Deux négatives "médusées" |
Ainsi, l'humanité semble avoir quitté
ces lieux : à l'intérieur de ce club dont la porte d'entrée est
celle d'un coffre-fort, tout ce qui la constitue sur un plan
physique, les émotions, les sensations, les sentiments, tout ceci
semble avoir disparu, s'être émoussé, au profit d'une paralysie
générale des corps et des âmes dans le public, ou d'un pur
mouvement mécanique sur scène. Il n'y a plus rien de « désordonné »
dans ce monde voué à l'entropie, où selon la maîtresse des lieux,
« il faut bien jouer le jeu sinon c'est le chaos ». Cette
perturbation d'un ordre bien réglé interviendra à la toute fin du
film qui montrera en parallèle la copulation de Lana et le meurtre
de Max par le compagnon jaloux de cette dernière. Cette dernière
scène permet enfin de renverser ces épisodes d'une attente qui ne
parvient jamais à s'accomplir. Toutefois, cette conclusion si elle
apparaît comme un renversement narratif, ne vient « satisfaire »
le personnage masculin que par le meurtre et non par l'amour. Ce
personnage, qui a déclaré peu de temps auparavant à sa compagne
frustrée de son impuissance sexuelle, qu'il lui était possible de
se torturer pour au moins ressentir quelque chose, finit par faire
l'expérience du ressentiment comme seul mode de volupté. Voilà qui
semble particulièrement déprimant...
C'est que ce film, pour intéressant
qu'il puisse être – sans non plus parvenir à devenir le chef
d'œuvre un peu trop vite annoncé par des fans ou indulgents ou
complaisants...- n'a décidément pas l'habituelle vocation
masturbatoire du genre. S'il est question de désir pendant tout le
film, jamais il n'est possible pour le spectateur (du film) de le
ressentir comme tel. Je ne pense pas du tout que ce soit là un échec
de Francis Delia, car son propos me semble autrement plus ambitieux
que de réaliser un simple film érotique ou pornographique en
partant d'un argument de science-fiction. Certes, le résultat n'est
pas complètement à la hauteur de cette ambition, probablement aussi
pour des questions de moyens, mais lorsque l'on sait que ce metteur
en scène ne vient non pas du porno mais bien de l'underground
new-yorkais, et a œuvré à la fois comme « clipeur »

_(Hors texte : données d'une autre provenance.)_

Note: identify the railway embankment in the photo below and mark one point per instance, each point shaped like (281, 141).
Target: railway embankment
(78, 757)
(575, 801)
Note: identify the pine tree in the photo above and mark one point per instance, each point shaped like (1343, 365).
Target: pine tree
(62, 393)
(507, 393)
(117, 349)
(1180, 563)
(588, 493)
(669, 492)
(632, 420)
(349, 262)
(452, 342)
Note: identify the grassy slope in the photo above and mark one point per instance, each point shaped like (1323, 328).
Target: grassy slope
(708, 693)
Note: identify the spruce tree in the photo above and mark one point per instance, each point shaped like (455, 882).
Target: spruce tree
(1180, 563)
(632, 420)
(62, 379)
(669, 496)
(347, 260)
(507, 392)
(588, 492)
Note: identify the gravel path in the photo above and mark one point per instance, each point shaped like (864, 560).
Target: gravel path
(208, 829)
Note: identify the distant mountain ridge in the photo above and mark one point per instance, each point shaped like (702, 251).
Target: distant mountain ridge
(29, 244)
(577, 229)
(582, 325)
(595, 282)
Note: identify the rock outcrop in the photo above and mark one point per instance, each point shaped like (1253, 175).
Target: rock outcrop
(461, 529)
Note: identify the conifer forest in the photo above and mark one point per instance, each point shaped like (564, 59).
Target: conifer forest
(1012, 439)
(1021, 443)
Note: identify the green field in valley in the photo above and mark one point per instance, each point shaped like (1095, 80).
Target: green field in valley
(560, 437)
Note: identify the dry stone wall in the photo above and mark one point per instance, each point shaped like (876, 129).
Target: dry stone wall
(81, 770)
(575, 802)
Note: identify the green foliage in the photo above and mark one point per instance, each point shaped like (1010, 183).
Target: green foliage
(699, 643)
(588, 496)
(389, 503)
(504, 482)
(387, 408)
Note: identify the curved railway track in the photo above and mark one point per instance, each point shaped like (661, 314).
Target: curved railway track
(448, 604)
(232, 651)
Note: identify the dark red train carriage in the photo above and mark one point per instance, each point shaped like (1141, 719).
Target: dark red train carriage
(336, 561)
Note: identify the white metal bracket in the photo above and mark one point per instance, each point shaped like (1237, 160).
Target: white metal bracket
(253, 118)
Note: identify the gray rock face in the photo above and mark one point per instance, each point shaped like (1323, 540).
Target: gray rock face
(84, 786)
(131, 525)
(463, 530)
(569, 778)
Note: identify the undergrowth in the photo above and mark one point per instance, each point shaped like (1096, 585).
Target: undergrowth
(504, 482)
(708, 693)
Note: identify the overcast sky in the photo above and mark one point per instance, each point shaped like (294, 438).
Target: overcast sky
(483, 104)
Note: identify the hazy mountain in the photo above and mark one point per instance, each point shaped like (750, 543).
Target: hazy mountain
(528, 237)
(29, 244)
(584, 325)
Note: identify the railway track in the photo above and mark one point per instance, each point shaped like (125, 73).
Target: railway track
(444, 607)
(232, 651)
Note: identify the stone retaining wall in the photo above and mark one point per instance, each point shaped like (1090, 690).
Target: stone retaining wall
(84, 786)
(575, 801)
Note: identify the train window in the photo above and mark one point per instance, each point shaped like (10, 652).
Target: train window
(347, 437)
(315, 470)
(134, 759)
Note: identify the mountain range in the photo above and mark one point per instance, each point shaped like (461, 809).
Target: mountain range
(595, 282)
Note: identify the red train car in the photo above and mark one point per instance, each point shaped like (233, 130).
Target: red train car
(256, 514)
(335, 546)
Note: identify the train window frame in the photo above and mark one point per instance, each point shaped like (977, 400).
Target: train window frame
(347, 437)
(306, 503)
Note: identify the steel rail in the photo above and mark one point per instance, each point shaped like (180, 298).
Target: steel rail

pour différents groupes punks, ou encore comme photographe et
graphiste d'affiches de cinéma de genre – notamment la fameuse
affiche de Pulsions de Brian de Palma - on ne peut
complètement sous-estimer l'aspect « arty » du film. Les
saynètes très « burlesque glauque » sont à ce titre
plutôt réussie : un homme au groin de cochon vient taquiner une
mère au foyer, dont les enfants, assis sur leurs chaises hautes en
arrière-scène, sont incarnés par trois barbus maquillés en
zombies et agitant leurs cuillères-tibia ; puis, dans la seconde
scène, un homme crayon, sur fond de derricks texans, lutine une
secrétaire qui semble totalement absente, tandis qu'une autre
demande sans cesse d'une voix monocorde s' « il veux
qu'elle tape un mémo »... Bien entendu, on peut tout mettre
dans ces représentations à la fois surréalistes et psychédéliques,
mais l'étrangeté opère et l'on reste fasciné par ces images
composites pourtant tournées en de longs plans séquences –
jusqu'aux séquences hard, dont la présence vient subvertir à mon
sens tout le projet...
L'affiche du fameux film de De Palma réalisée par Delia |
La secrétaire qui veut rédiger un mémo et le bébé zombie qui a faim... |
Ce film, s'il est sorti dans une
version édulcorée et destiné à un public certes adulte, n'en
demeure pas moins pornographique dans son propos même : la
représentation, même décalée, de personnages se livrant à des
relations sexuelles. Et si une certaine tradition « freak »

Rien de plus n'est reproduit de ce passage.